Elchardus zegt dat er verschillende stappen moeten ondernomen worden, willen we oudere leerkrachten langer op school houden. Zo is het een belangrijk punt om de gezondheidsproblemen preventief aan te pakken. Stemproblemen kunnen voor een groot deel voorkomen worden door logopedische stemtraining, terwijl rugproblemen kunnen voorkomen worden door ergonomische stoelen, de hoogte van bureau's aan te passen en dergelijke. Verder moeten ook de psychologische en mentale klachten van de leerkrachten een klankbord krijgen, intervisiegesprekken met een psycholoog is een goed voorbeeld daarvan.Een tweede punt is het inzetten van oudere leraren in een andere functie, zoals een mentorfunctie. Dit biedt hen andere perspectieven en ook de planlast wordt hiermee aangepakt. Anderzijds worden de verworven competenties van deze leerkrachten gebruikt in de coaching van jonge collega's.
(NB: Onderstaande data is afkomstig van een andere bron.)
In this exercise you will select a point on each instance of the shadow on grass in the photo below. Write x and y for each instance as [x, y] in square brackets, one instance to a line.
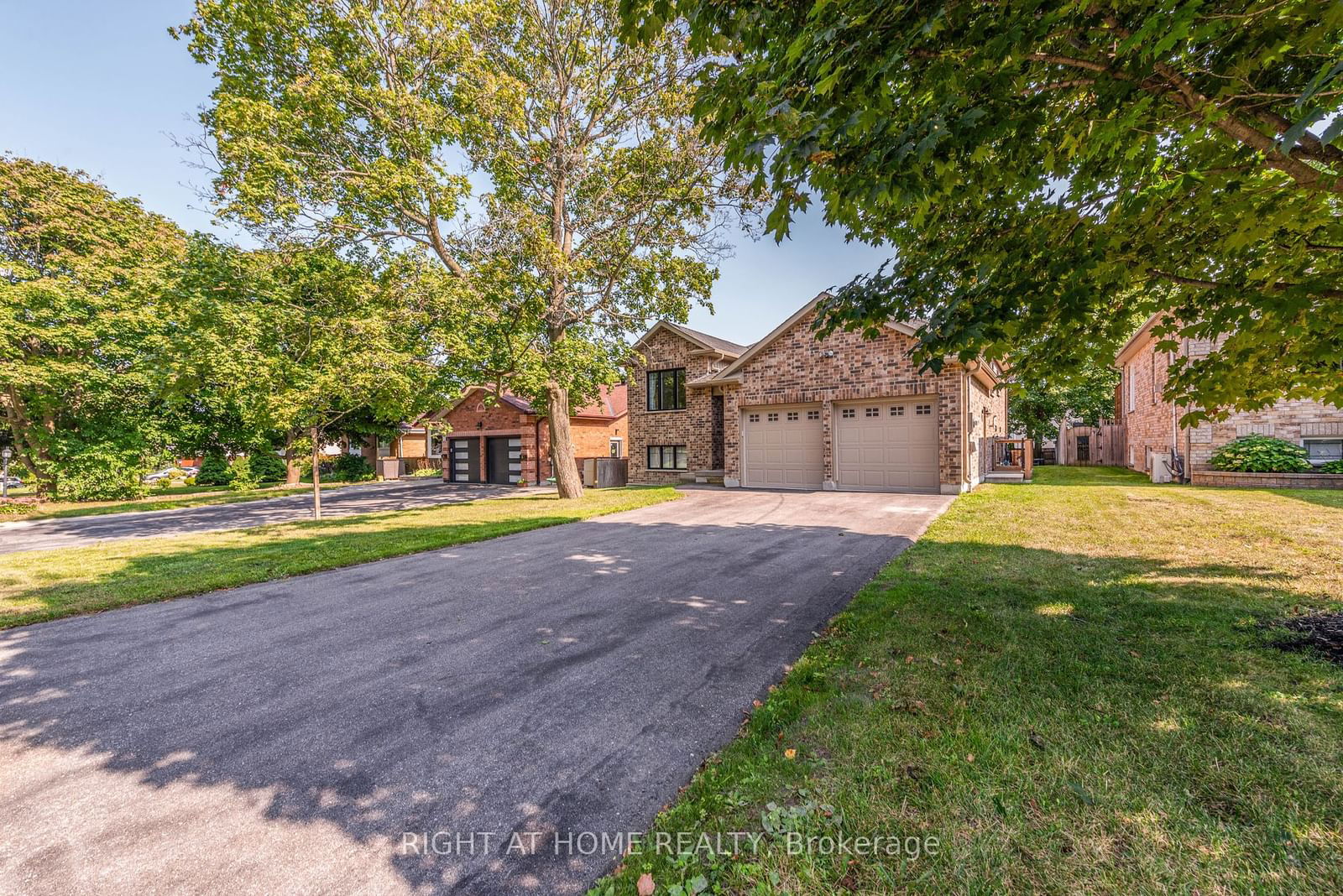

Tenslotte, als het vroegtijdig uitstappen financieel onaantrekkelijk wordt zullen meer oudere leerkrachten langer werken.
Zelfzorg
Ondanks dat het zo essentieel is, wordt zelfzorg vaak vergeten. Dit is te wijten aan het feit dat de personen die de meeste behoefte als zelfzorg geneigd zijn om eerst in de behoeften van anderen, hier het onderwijzen van leerlingen, te voorzien. Eric Vanherck stelt dat het persoonlijkheidsprofiel van onderwijzers zoals perfectionistisch, gevoelig en nauwgezet zijn, naast hun sterke punten tegelijkertijd ook valkuilen zijn. Het is belangrijk een goed evenwicht te vinden en grenzen voor jezelf te stellen. Verder stelt Bieke Vandeweyer dat zelfzorg is leren genieten van je job binnen duidelijke grenzen. Leren nee-zeggen is hierbij heel belangrijk! Je mag niet wachten tot je met de consequenties geconfronteerd wordt en met de rug tegen de muur staat door bijvoorbeeld gezondheidsproblemen. Zelfzorgen heeft volgens Bieke Vandeweyer in de eerste plaats met 'durven' te maken, je moet durven stilstaan bij jezelf. Er bestaat echter vaak angst voor hetgene wat je zal tegenkomen. Door het overwinnen van die angst kan je echter de onderliggende oorzaken aanpakken en op deze manier problemen, en de stress die er komt bij kijken, wegnemen.
Ikzelf heb de proef op de som genomen en door de Workaholic test in te vullen geëvalueerd hoe hoog ik scoor. Mijn score van 36 ligt in de categorie van werknemers die richting de workaholic gaan, hier is dus opletten geblazen! Zelfzorg is bijgevolg heel belangrijk!
Wil je zelf weten hoe je scoort? Neem gerust een kijkje op de website!
'De procedure van kennisgeving van ziekte (regeling al dan niet doktersbriefje) en het systeem van betaalde ziektedagen (30 dagen systeem + overdraagbaar) hebben een invloed op het hoog ziekteverzuim in onderwijs.'
Voor het vormen van een mening op deze stelling snuisterde ik eerst in het Agodi jaarrapport ziekteverzuim van het Vlaams onderwijspersoneel in 2011. Het ziekteverzuim is het aantal ziektedagen dat de personeelsleden gespreid over het jaar opnemen. Volgens het Agodi jaarrapport ligt het ziekteverzuim beduidend hoog in de leeftijdscategorie 56-65 jaar. Ook is er een stijging waar te nemen in stijging van ziekteverzuim in correlatie met de leeftijd van de leerkracht. Zowel bij de mannen als bij de vrouwen zijn psychosociale aandoeningen de voornaamste oorzaken van ziekteverzuim. Een groot aantal hiervan blijkt zich te situeren in de oudere leeftijdsgroepen.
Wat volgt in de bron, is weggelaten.